Andreas Rettig nahm uns mit auf eine kleine Zeitreise. Er erinnerte daran, dass 1963 noch alles zu 100 Prozent in Mitgliederhand war. Dass wir heute über Sondergenehmigungen für Leverkusen oder Wolfsburg diskutieren müssen, zeigt, wie sehr sich der Fußball verändert hat. Jörg Alvermann sprach uns dabei aus der Seele, als er sagte, dass ein Verein mit seiner demokratischen Satzung ein hohes Gut ist – gerade in einer Welt, in der uns solche festen Werte oft fehlen.

Geld ist nicht gleich Teufelszeug, aber...

Interessant war der Einblick von Thomas Treß aus Dortmund. Er vertrat die Ansicht, dass Kapital vom Markt nichts Schlimmes sein muss, solange man es treuhänderisch verwaltet und dem Vereinszweck dient. Aber die Warnung von Journalist Chaled Nahar hallte danach umso lauter: Anteile sind schnell verkauft, und wenn das Geld einmal weg ist – wie man es bei Hertha BSC gesehen hat – steht man vor dem Scherbenhaufen. Die Stimmrechtsmehrheit muss einfach beim Verein bleiben. Punkt.

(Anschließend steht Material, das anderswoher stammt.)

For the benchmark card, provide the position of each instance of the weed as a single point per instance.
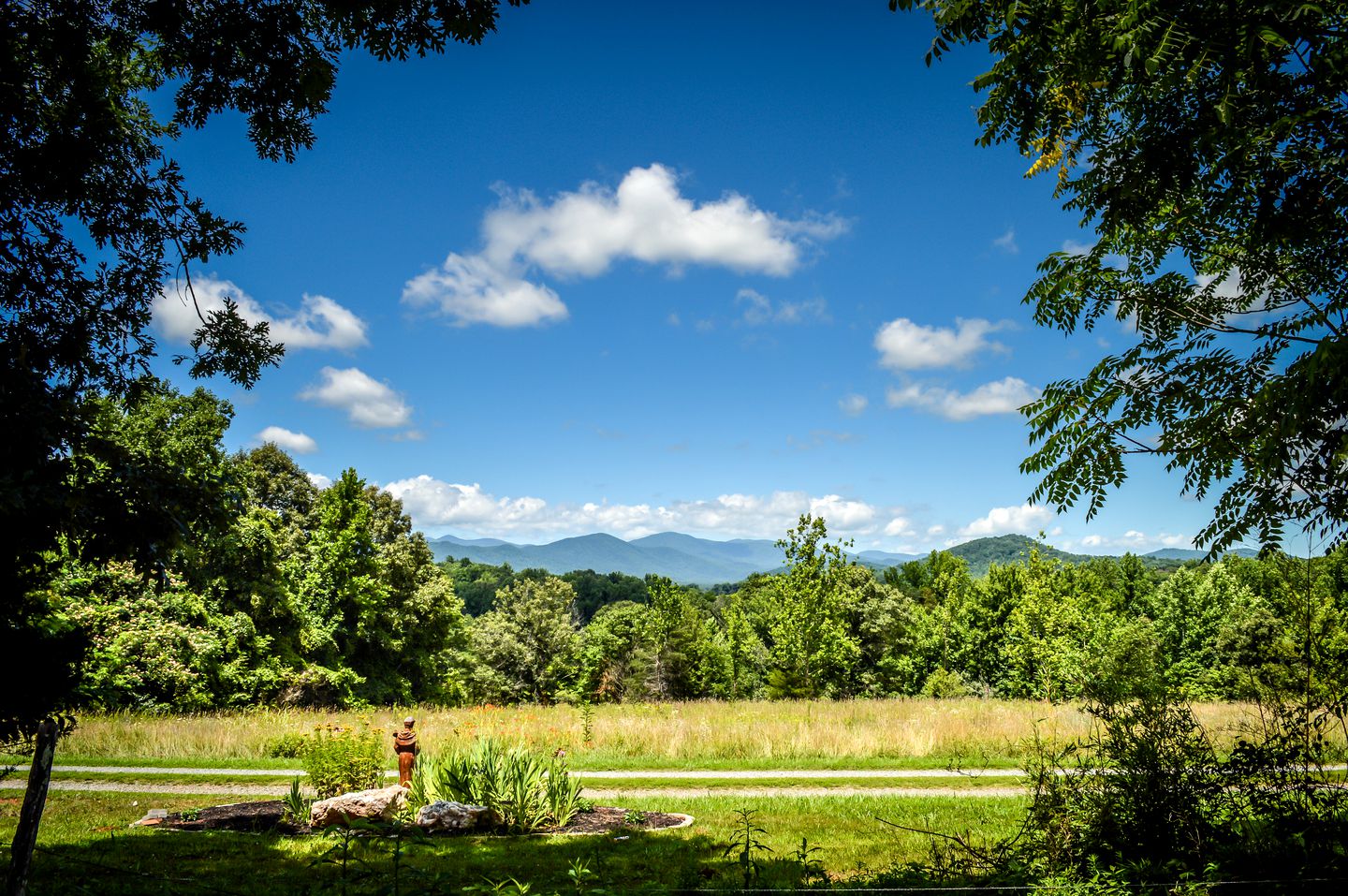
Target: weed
(286, 746)
(340, 760)
(581, 876)
(296, 804)
(507, 887)
(811, 868)
(746, 845)
(587, 724)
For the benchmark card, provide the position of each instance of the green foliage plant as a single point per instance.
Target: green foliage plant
(296, 804)
(340, 760)
(526, 791)
(1203, 143)
(746, 845)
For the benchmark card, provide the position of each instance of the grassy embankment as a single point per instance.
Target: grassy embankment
(893, 733)
(86, 847)
(720, 737)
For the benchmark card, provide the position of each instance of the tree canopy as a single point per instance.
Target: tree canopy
(1204, 143)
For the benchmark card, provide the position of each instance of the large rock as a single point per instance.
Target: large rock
(367, 804)
(455, 816)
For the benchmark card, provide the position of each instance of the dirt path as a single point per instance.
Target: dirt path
(637, 792)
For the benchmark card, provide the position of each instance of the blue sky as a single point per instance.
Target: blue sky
(642, 267)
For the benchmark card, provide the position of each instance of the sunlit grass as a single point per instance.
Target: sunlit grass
(88, 847)
(916, 733)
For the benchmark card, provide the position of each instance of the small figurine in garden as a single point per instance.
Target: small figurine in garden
(406, 746)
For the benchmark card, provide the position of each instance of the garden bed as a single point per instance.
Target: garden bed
(270, 815)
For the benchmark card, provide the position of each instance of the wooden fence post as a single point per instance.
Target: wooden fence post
(26, 835)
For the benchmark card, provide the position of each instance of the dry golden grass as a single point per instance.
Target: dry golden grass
(697, 735)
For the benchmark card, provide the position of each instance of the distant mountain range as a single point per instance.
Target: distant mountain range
(698, 561)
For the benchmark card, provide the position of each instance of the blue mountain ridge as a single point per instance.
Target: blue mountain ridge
(697, 561)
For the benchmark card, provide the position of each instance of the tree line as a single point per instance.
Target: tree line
(279, 592)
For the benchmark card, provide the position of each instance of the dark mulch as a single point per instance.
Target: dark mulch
(238, 816)
(267, 815)
(606, 819)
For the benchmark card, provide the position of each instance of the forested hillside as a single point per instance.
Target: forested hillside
(284, 593)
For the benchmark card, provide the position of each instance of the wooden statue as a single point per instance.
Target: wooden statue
(406, 746)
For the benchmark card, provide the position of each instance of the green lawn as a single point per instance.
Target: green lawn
(86, 846)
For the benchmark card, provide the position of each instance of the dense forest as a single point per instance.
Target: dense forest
(279, 592)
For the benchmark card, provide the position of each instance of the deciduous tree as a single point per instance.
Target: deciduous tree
(1204, 146)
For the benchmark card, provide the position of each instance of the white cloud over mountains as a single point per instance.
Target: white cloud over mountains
(434, 503)
(582, 233)
(999, 396)
(1026, 519)
(318, 324)
(904, 345)
(367, 402)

Was das für unseren FC bedeutet

Für uns war es besonders wichtig zu hören, wie unser Vorstand dazu steht. Philipp Türoff war da sehr klar: Investoren sind beim FC aktuell kein Thema. Und selbst wenn es mal um Partner geht, muss die Chemie und die Strategie passen. Wir sind ein Mitgliederverein, und das soll auch so bleiben. Nach gut zwei Stunden Diskussion durften wir dann selbst ran. Es war kein einseitiger Vortrag, sondern ein echter Austausch auf Augenhöhe mit einer lebendigen Fragerunde. Nach dem Abend hatte man das Gefühl, dass der FC hier wirklich eine klare Kante zeigt. Es tut gut zu wissen, dass wir nicht nur Zuschauer sind, sondern dass unser "Volkssport" aktiv verteidigt wird.

Ein gelungener Abend im Geißbockheim, der zeigt: 50+1 ist kein Paragrafendschungel, sondern unser Schutzschild.